Ahead of Schedule is largely occupied with everyman concerns, which ultimately makes them better at conveying a sense of humanity than their money-obsessed major label peers. It has the same breezy and lighthearted quality as Moonlighting, and its songs tackle oddly compelling topics—like “PTSD,” where Elucid, Che Grand and Donwill pick apart the overly-medicated tone of current mainstream rap. “If you’re not a fan of trap, I guess we’d be the alternative at this point,” Elucid notes wryly.

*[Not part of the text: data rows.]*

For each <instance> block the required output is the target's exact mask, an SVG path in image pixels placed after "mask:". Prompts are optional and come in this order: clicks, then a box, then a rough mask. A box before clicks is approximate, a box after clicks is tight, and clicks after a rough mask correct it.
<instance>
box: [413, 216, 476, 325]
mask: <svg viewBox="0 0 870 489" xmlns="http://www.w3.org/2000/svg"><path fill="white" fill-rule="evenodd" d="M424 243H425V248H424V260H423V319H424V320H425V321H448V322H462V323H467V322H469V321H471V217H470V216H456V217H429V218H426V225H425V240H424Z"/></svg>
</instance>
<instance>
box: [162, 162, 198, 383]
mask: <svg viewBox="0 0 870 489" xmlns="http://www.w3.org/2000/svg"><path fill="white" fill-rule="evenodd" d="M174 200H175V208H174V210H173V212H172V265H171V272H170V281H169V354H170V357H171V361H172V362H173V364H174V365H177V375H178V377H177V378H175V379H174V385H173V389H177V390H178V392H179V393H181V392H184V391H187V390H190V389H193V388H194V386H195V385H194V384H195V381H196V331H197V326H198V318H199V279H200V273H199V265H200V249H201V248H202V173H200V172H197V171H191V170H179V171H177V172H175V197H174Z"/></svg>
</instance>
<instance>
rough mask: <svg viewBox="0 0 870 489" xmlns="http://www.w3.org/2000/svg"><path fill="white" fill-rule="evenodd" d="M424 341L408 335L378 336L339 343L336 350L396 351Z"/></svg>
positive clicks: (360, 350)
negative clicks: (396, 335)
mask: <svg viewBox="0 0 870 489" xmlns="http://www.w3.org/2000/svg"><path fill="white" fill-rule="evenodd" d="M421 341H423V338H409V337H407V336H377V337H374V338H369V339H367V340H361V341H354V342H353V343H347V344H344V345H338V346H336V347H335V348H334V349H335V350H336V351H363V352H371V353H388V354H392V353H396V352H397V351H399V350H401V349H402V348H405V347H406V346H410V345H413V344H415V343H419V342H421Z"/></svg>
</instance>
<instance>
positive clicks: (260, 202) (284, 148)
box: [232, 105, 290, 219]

Ahead of Schedule is less an overdue reunion than a reminder of the qualities that made Lessondary an indie darling years ago. No one expects the album to set the world on fire. “Our peak was 2009, 2010 in terms of any type of visibility as a collective,” says Von Pea. “From there, we went and did our own thing, still working together but not working together as much. We actually started the record back then. It turned into ‘here’s this thing we started but we never finished.’ We’re all still friends, make music, and rap and produce as good as we did five years ago. We all started building this house together, and the foundation is still there. All we have to do is go back in, and move in.”